2. Het college kan zich verenigen met de beslissing van de aangevallen uitspraak. Zijn hoger beroep is uitsluitend gericht tegen de aan de vernietiging mede ten grondslag gelegde rechtsoverwegingen 2.8 tot en met 2.10 van de aangevallen uitspraak. Daartoe betoogt het college dat de rechtbank heeft miskend dat geen sprake is van te honoreren gewekt gerechtvaardigd vertrouwen dat de uniforme openbare voorbereidingsprocedure zou worden opgestart en dat de rechtbank mitsdien ten onrechte heeft geoordeeld dat het besluit op bezwaar niet van een deugdelijke motivering is voorzien.
2.1. Voor een geslaagd beroep op het vertrouwensbeginsel is, zoals de Afdeling eerder heeft overwogen (in onder meer de uitspraak van 31 augustus 2011 in zaak nr. 201100003/1/H1), nodig dat aan het bestuursorgaan toe te rekenen concrete, ondubbelzinnige toezeggingen zijn gedaan door een daartoe bevoegd persoon, waaraan rechtens te honoreren verwachtingen kunnen worden ontleend.
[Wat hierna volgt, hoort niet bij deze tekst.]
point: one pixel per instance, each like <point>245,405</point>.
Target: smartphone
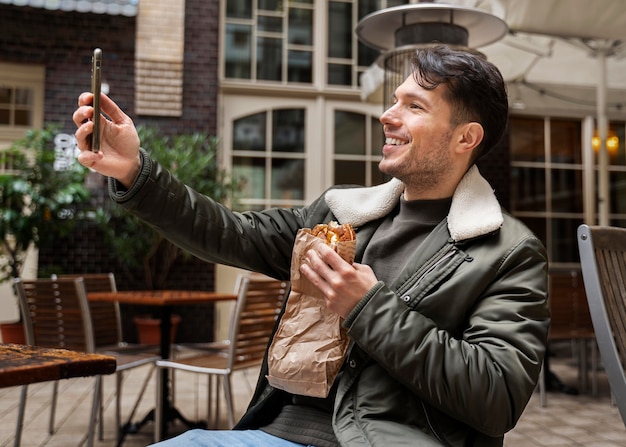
<point>96,82</point>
2.2. Op 19 maart 2009 is door het hoofd van de Afdeling VROM namens de gemeente met [wederpartij] een planschadeovereenkomst gesloten. In deze overeenkomst is in artikel 1 bepaald dat de gemeente de planologische maatregel zoals door verzoeker gevraagd in openbare voorbereidingsprocedure zal brengen. In artikel 2 is bepaald dat de overeenkomst de uitoefening van alle publiekrechtelijke bevoegdheden door de gemeente volledig onverlet laat en dat de gemeente haar bevoegdheid behoudt om bij nadere overweging, onder meer als gevolg van indiening van schriftelijke zienswijzen, wijzigingen aan te brengen in de door [wederpartij] gevraagde planologische maatregel of alsnog te weigeren deze maatregel te treffen.
2.3. Bij besluit van 14 juli 2009 heeft het college besloten aan de contactcommissie Wijdewormer en de zogenoemde voorronde van de raadsvergadering advies te vragen over de wenselijkheid om ten behoeve van de vestiging van het hotel het structuurplan (partieel) te wijzigen, de provincie Noord-Holland en het Ministerie van Volkshuisvesting, Ruimtelijke Ordening en Milieubeheer (hierna: VROM) schriftelijk te verzoeken de hotelvestiging langs de A7 in hun nieuwe structuurvisies planologisch mogelijk te maken, [wederpartij] schriftelijk mee te delen dat een aantal aspecten nadere uitwerking behoeft en te zijner tijd bij de beslissing over het starten van de artikel 19, eerste lid, WRO-procedure zal worden beoordeeld en, tenslotte, afhankelijk van de uitkomst van de behandeling van het plan in de voorronde van de raadsvergadering en de uitkomst van de bespreking in het geplande ambtelijk overleg met de provincie, het Ministerie en de VROM-inspectie een besluit te nemen over de wenselijkheid om de procedure voor de voor het project vereiste vrijstelling te starten. Door de in dit collegebesluit genoemde stappen te nemen heeft het college in overeenstemming met artikel 1 van de overeenkomst gehandeld. Geen grond bestaat voor het oordeel dat met de zinsnede "De gemeente zal de planologische maatregel (…) in openbare voorbereidingsprocedure brengen" door het college het gerechtvaardigd vertrouwen is gewekt dat de uniforme openbare voorbereidingsprocedure als bedoeld in Afdeling 3.4 van de Awb zou worden opgestart. Dit is niet met zoveel woorden in de overeenkomst vermeld. Voorts staat hieraan het in artikel 2 van de overeenkomst gemaakte voorbehoud ten aanzien van de uitoefening van alle publiekrechtelijke bevoegdheden door de gemeente, waaronder mede het ter inzage leggen van een positief ontwerpbesluit dient te worden begrepen, in de weg.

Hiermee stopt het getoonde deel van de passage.